December 02, 1993|By Thomas Easton | Thomas Easton,Tokyo Bureau

TOKYO -- Following a series of reports of a bellicose North Korea being able to quickly sweep through South Korea, the head of U.S. military forces in Asia stopped in Tokyo yesterday to deliver a blunt message.

"There is not a victory option for the North," said Adm. Charles Larson, commander in chief of Pacific Forces. He said the threat to South Korea has increased significantly within the past year because of North Korea's addition of heavy artillery and "Scud" missiles within range of Seoul. Efforts by North Korea to develop long-range missiles and nuclear weapons endanger Japan as well, he said.

But Admiral Larson emphatically asserted that joint U.S. and South Korean military capabilities would be sufficient to blunt any attack, and he added that U.S. strategy included contingency planning if North Korea acquired nuclear arms.

"A war between the North and South would be very costly," Admiral Larson said. "It would be very costly in the way of human lives, and we certainly want to avoid that at any opportunity. However, let me be very clear: The South would win."

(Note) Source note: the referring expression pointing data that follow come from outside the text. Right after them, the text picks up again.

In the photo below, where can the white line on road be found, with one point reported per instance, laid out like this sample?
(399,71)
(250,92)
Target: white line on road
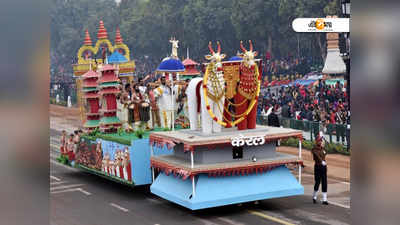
(340,205)
(119,207)
(83,191)
(329,179)
(229,221)
(55,178)
(71,190)
(56,183)
(65,186)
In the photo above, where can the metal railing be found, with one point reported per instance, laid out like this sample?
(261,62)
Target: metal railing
(337,133)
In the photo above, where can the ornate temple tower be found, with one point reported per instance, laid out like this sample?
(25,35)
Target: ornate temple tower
(91,96)
(108,89)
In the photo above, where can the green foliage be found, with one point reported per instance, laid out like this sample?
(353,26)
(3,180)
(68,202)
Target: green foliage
(63,159)
(54,102)
(146,26)
(139,133)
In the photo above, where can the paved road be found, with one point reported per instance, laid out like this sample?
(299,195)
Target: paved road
(79,198)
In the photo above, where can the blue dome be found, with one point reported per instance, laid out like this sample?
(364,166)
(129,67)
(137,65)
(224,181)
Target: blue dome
(171,65)
(235,58)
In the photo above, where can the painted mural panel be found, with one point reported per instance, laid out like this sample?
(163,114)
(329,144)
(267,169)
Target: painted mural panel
(109,158)
(116,160)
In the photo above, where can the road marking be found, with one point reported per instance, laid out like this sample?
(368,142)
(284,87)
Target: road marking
(119,207)
(340,205)
(227,220)
(265,216)
(329,179)
(71,190)
(56,183)
(55,178)
(83,191)
(65,186)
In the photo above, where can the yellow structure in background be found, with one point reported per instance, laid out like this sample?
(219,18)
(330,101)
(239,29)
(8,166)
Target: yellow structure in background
(87,61)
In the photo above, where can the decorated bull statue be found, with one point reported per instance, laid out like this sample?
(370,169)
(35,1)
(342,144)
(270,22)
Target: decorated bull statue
(213,86)
(247,92)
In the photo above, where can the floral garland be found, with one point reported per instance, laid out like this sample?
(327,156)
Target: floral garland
(245,114)
(184,173)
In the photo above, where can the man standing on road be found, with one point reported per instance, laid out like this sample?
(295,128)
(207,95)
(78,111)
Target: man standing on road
(320,170)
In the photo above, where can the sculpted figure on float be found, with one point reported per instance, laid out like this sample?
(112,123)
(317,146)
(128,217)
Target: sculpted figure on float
(247,89)
(215,92)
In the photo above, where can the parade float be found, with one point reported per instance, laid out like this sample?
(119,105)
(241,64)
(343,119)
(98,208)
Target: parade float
(109,147)
(223,158)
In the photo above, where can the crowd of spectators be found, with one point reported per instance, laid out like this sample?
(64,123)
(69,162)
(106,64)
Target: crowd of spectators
(324,103)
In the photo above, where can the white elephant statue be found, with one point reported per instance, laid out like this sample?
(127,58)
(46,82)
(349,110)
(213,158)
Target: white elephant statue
(216,93)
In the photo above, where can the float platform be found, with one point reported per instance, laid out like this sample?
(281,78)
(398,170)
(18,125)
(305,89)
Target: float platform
(207,171)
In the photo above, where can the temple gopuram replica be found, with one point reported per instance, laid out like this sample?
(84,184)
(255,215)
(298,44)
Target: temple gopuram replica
(91,57)
(227,160)
(190,69)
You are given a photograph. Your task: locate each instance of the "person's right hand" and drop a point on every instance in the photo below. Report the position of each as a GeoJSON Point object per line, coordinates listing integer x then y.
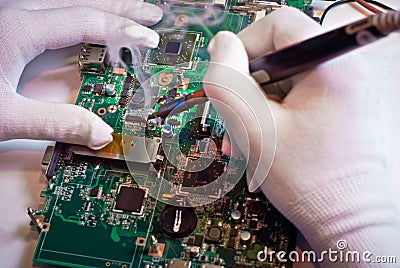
{"type": "Point", "coordinates": [28, 28]}
{"type": "Point", "coordinates": [329, 173]}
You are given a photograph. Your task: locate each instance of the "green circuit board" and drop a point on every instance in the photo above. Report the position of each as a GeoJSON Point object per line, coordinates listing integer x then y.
{"type": "Point", "coordinates": [162, 194]}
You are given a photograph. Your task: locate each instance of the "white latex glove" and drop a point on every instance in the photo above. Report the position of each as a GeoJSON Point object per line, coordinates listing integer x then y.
{"type": "Point", "coordinates": [28, 28]}
{"type": "Point", "coordinates": [329, 174]}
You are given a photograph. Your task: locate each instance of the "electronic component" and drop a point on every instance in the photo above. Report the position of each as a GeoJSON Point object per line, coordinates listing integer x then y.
{"type": "Point", "coordinates": [118, 71]}
{"type": "Point", "coordinates": [236, 216]}
{"type": "Point", "coordinates": [176, 263]}
{"type": "Point", "coordinates": [92, 58]}
{"type": "Point", "coordinates": [98, 89]}
{"type": "Point", "coordinates": [86, 89]}
{"type": "Point", "coordinates": [178, 222]}
{"type": "Point", "coordinates": [156, 249]}
{"type": "Point", "coordinates": [256, 209]}
{"type": "Point", "coordinates": [130, 199]}
{"type": "Point", "coordinates": [214, 234]}
{"type": "Point", "coordinates": [136, 203]}
{"type": "Point", "coordinates": [245, 237]}
{"type": "Point", "coordinates": [175, 48]}
{"type": "Point", "coordinates": [110, 90]}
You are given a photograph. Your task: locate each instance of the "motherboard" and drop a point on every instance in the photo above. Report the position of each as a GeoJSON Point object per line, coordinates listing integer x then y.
{"type": "Point", "coordinates": [162, 194]}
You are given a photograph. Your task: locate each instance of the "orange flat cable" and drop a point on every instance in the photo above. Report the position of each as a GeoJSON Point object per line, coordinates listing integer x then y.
{"type": "Point", "coordinates": [368, 6]}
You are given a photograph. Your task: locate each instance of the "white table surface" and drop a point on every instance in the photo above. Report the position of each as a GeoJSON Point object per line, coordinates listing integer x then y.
{"type": "Point", "coordinates": [20, 170]}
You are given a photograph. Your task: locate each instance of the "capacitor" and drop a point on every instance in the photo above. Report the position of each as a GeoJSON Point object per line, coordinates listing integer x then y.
{"type": "Point", "coordinates": [167, 131]}
{"type": "Point", "coordinates": [245, 237]}
{"type": "Point", "coordinates": [154, 243]}
{"type": "Point", "coordinates": [195, 252]}
{"type": "Point", "coordinates": [180, 79]}
{"type": "Point", "coordinates": [236, 215]}
{"type": "Point", "coordinates": [110, 90]}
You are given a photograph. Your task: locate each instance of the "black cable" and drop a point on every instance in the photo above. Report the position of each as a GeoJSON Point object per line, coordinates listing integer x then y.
{"type": "Point", "coordinates": [341, 2]}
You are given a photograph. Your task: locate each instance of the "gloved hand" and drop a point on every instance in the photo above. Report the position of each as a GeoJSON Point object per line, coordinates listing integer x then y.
{"type": "Point", "coordinates": [28, 28]}
{"type": "Point", "coordinates": [329, 173]}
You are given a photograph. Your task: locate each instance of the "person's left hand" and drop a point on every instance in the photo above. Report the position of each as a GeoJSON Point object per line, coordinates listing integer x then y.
{"type": "Point", "coordinates": [28, 28]}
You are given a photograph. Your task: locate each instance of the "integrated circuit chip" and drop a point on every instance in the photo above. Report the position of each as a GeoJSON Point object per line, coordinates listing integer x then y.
{"type": "Point", "coordinates": [175, 48]}
{"type": "Point", "coordinates": [130, 199]}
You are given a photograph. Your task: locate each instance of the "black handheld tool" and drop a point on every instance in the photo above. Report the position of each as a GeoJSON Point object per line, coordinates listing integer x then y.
{"type": "Point", "coordinates": [297, 58]}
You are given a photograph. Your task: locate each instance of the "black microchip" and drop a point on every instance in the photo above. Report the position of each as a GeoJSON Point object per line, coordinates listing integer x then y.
{"type": "Point", "coordinates": [190, 241]}
{"type": "Point", "coordinates": [233, 232]}
{"type": "Point", "coordinates": [253, 224]}
{"type": "Point", "coordinates": [130, 199]}
{"type": "Point", "coordinates": [98, 89]}
{"type": "Point", "coordinates": [198, 240]}
{"type": "Point", "coordinates": [93, 192]}
{"type": "Point", "coordinates": [129, 79]}
{"type": "Point", "coordinates": [126, 86]}
{"type": "Point", "coordinates": [86, 89]}
{"type": "Point", "coordinates": [231, 243]}
{"type": "Point", "coordinates": [122, 101]}
{"type": "Point", "coordinates": [134, 119]}
{"type": "Point", "coordinates": [210, 173]}
{"type": "Point", "coordinates": [173, 48]}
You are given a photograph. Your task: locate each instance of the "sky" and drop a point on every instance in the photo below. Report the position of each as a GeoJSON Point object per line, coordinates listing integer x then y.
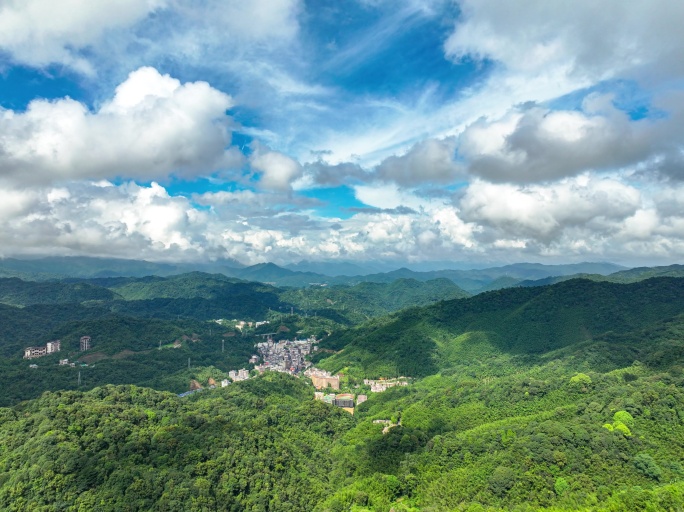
{"type": "Point", "coordinates": [475, 131]}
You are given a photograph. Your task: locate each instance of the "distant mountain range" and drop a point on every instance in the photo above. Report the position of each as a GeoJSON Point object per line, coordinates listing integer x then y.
{"type": "Point", "coordinates": [473, 281]}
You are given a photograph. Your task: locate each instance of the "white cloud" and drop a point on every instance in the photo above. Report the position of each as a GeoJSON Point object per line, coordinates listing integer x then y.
{"type": "Point", "coordinates": [153, 126]}
{"type": "Point", "coordinates": [543, 214]}
{"type": "Point", "coordinates": [535, 144]}
{"type": "Point", "coordinates": [573, 220]}
{"type": "Point", "coordinates": [429, 161]}
{"type": "Point", "coordinates": [277, 171]}
{"type": "Point", "coordinates": [597, 40]}
{"type": "Point", "coordinates": [41, 32]}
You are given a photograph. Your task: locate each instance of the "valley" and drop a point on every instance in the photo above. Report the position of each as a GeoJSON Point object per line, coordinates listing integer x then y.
{"type": "Point", "coordinates": [563, 396]}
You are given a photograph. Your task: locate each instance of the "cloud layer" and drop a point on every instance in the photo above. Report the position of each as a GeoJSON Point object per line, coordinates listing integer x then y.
{"type": "Point", "coordinates": [279, 131]}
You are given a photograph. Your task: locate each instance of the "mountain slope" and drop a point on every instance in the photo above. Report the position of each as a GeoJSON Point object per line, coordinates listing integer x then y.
{"type": "Point", "coordinates": [17, 292]}
{"type": "Point", "coordinates": [421, 341]}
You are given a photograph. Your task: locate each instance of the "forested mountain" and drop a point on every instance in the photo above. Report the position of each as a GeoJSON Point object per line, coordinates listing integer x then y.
{"type": "Point", "coordinates": [472, 281]}
{"type": "Point", "coordinates": [134, 323]}
{"type": "Point", "coordinates": [419, 342]}
{"type": "Point", "coordinates": [561, 397]}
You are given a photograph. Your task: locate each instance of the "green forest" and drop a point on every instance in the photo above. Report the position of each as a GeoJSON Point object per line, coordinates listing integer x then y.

A recent report in Newsweek, citing a classified 1991 military computer simulation, concluded that a surprise attack by the North Korean ground forces already massed at the southern border could overwhelm South Korea in two weeks.

Admiral Larson said he had not seen the results of the simulation but added, "The data is considerably different now. . . . Certainly you would have a different outcome in the real world."

Admiral Larson said, however, that "the threat to South Korea has developed reasonably significantly over the last year."

He noted North Korea's deployment of sophisticated artillery and rockets along the Demilitarized Zone that divides the two Koreas. With South Korea's capital, Seoul, only 40 miles from the zone, the city would face missile attacks if war erupted, he said.

North Korea's refusal to allow international inspections of one of its nuclear facilities has raised suspicions it is building nuclear weapons.

U.S. diplomats have been trying to persuade North Korea to agree to inspections required by the Nuclear Non-Proliferation Treaty, a 1968 accord aimed at checking the spread of nuclear weapons technology.

Self-isolated North Korea says it is only developing nuclear power and has threatened to leave the Non-Proliferation Treaty if talks with Washington collapse and international sanctions are imposed.